Selat Hormuz, yang menghubungkan Teluk Persia dengan Laut Oman, menjadi salah satu simpul utama perdagangan minyak global. Dengan jutaan barel minyak mentah melewati rute tersebut setiap hari, hambatan pada jalur distribusi ini dipandang dapat mengguncang stabilitas harga energi internasional dan berdampak pada perekonomian berbagai negara, termasuk Indonesia.
Dalam pernyataan resmi Departemen Energi AS, disebutkan bahwa gangguan pengiriman melalui Selat Hormuz berpotensi menimbulkan ketidakpastian pasar. Kondisi semacam itu dapat mendorong investor dan produsen menyesuaikan strategi investasi, sementara pasar energi global yang sensitif terhadap faktor eksternal cenderung merespons dengan kenaikan harga sebagai antisipasi terhadap risiko kelangkaan pasokan.
Chris Wright juga menekankan bahwa ketegangan geopolitik di kawasan meningkatkan risiko operasional bagi kapal-kapal tanker yang melintasi perairan tersebut. Sejalan dengan itu, analis energi independen menilai volatilitas harga minyak berpotensi meningkat signifikan dalam beberapa minggu mendatang, yang dapat memicu ketidakstabilan bagi konsumen maupun produsen di berbagai negara.
Bagi Indonesia, lonjakan harga minyak global dinilai dapat terasa pada sektor-sektor yang bergantung pada energi fosil.
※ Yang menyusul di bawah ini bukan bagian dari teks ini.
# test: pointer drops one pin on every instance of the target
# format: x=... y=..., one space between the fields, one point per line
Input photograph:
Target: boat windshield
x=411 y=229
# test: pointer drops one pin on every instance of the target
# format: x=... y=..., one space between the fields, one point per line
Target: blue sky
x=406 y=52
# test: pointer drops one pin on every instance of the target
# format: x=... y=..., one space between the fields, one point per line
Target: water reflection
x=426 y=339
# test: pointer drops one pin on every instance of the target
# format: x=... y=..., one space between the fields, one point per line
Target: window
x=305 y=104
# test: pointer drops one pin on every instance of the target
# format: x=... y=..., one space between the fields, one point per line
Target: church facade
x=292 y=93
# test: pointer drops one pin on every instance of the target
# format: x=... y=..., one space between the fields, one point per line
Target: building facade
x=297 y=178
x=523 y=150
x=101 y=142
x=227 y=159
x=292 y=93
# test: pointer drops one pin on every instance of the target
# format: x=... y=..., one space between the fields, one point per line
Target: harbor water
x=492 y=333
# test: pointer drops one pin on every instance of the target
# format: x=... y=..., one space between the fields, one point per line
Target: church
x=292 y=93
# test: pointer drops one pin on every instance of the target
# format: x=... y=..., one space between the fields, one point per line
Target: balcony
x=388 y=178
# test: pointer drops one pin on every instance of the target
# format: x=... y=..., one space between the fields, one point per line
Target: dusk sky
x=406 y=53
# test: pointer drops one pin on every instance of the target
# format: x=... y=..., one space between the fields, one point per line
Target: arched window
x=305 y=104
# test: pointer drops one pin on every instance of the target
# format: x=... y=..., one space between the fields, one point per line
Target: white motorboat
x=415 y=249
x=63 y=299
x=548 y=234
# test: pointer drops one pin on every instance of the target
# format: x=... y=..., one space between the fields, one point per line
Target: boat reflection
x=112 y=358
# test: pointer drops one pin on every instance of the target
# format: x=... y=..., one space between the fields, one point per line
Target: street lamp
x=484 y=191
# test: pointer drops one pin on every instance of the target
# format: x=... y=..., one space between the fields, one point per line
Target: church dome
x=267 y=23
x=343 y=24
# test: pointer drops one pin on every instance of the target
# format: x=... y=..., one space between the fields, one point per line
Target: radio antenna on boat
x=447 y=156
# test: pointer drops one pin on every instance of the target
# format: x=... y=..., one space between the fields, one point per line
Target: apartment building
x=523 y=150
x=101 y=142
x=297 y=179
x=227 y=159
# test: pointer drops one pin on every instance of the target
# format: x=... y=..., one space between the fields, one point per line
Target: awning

Kenaikan biaya energi berpotensi memengaruhi industri manufaktur, transportasi, dan sektor lain yang membutuhkan pasokan energi dengan harga kompetitif. Dalam konteks ini, pemerintah disebut perlu menyiapkan langkah mitigasi, termasuk diversifikasi sumber energi serta pengoptimalan produksi minyak domestik, disertai komunikasi yang transparan kepada masyarakat terkait kemungkinan fluktuasi harga bahan bakar.
Peringatan dari AS juga menegaskan pentingnya kerja sama internasional untuk menjaga keamanan jalur perdagangan strategis. Komunitas internasional, termasuk Indonesia sebagai negara maritim, memiliki kepentingan dalam memastikan kebebasan navigasi dan keamanan di perairan internasional seperti Selat Hormuz, guna mencegah eskalasi konflik yang dapat mengganggu arus perdagangan energi global.